October's PCE data is likely to further raise the already firm expectations that the Fed will hold interest rates steady for a third consecutive meeting in mid-December.

"A sustained easing in price pressures will support a steady policy stance" from the Fed, High Frequency Economics Chief US Economist Rubeela Farooqi wrote in a note to clients.

"We expect the Fed’s next move will be a rate cut, likely by the middle of next year," she added.

- Interest rates 'restrictive' -

New York Fed President John Williams told a conference in the city on Thursday that he thought the Fed's rate-setting committee "has reached a restrictive stance of monetary policy."

He predicted that economic growth would continue to slow next year, while the unemployment rate would rise slightly -- which would provide further proof that the Fed's high interest rate environment is cooling the world's biggest economy.

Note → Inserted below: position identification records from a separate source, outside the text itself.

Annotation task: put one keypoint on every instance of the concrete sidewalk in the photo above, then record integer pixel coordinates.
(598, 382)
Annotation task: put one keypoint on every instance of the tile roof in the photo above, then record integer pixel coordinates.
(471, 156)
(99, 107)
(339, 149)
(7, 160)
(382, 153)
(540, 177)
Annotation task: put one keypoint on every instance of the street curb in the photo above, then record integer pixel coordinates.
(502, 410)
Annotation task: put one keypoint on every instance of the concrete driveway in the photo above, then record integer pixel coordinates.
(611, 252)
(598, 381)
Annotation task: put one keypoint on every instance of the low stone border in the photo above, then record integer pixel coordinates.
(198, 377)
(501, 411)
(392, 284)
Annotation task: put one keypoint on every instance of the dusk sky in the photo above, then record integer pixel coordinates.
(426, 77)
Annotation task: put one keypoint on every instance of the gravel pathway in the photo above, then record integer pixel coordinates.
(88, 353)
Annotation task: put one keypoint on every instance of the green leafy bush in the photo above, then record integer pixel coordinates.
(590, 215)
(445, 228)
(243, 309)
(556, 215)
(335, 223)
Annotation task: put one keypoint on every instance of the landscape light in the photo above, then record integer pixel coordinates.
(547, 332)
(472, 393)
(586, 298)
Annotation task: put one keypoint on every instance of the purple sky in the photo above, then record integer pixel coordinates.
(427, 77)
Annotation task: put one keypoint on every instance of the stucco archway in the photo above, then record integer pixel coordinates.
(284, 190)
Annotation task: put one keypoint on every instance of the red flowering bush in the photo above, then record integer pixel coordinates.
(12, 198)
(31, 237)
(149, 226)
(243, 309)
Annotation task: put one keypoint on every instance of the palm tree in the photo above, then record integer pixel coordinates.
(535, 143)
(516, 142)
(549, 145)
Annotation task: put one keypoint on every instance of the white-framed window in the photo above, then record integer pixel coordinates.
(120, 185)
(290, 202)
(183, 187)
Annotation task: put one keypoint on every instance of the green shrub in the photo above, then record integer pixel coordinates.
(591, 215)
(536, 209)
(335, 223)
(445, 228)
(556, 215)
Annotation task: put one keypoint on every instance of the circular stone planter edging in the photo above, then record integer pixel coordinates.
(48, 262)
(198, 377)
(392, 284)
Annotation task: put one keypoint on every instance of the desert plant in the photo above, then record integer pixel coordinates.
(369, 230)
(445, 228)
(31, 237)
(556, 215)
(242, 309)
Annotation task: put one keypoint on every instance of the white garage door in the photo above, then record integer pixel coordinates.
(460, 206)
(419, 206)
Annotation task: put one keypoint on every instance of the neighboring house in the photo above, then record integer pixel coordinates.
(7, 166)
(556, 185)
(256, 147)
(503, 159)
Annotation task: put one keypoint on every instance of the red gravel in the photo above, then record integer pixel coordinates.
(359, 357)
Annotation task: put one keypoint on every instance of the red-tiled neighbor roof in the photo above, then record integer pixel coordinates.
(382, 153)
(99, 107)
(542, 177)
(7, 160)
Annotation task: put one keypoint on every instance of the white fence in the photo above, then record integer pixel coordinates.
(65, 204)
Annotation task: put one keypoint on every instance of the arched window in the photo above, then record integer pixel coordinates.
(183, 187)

Williams said his assessment was "that we are at, or near, the peak level of the target range of the federal funds rate," referring to the Fed's benchmark lending rate.

"I expect it will be appropriate to maintain a restrictive stance for quite some time to fully restore balance and to bring inflation back to our two percent longer-run goal on a sustained basis," he added.

Futures traders currently assign a probability of 96 percent that the Fed will stand firm on December 12-13, according to CME Group data.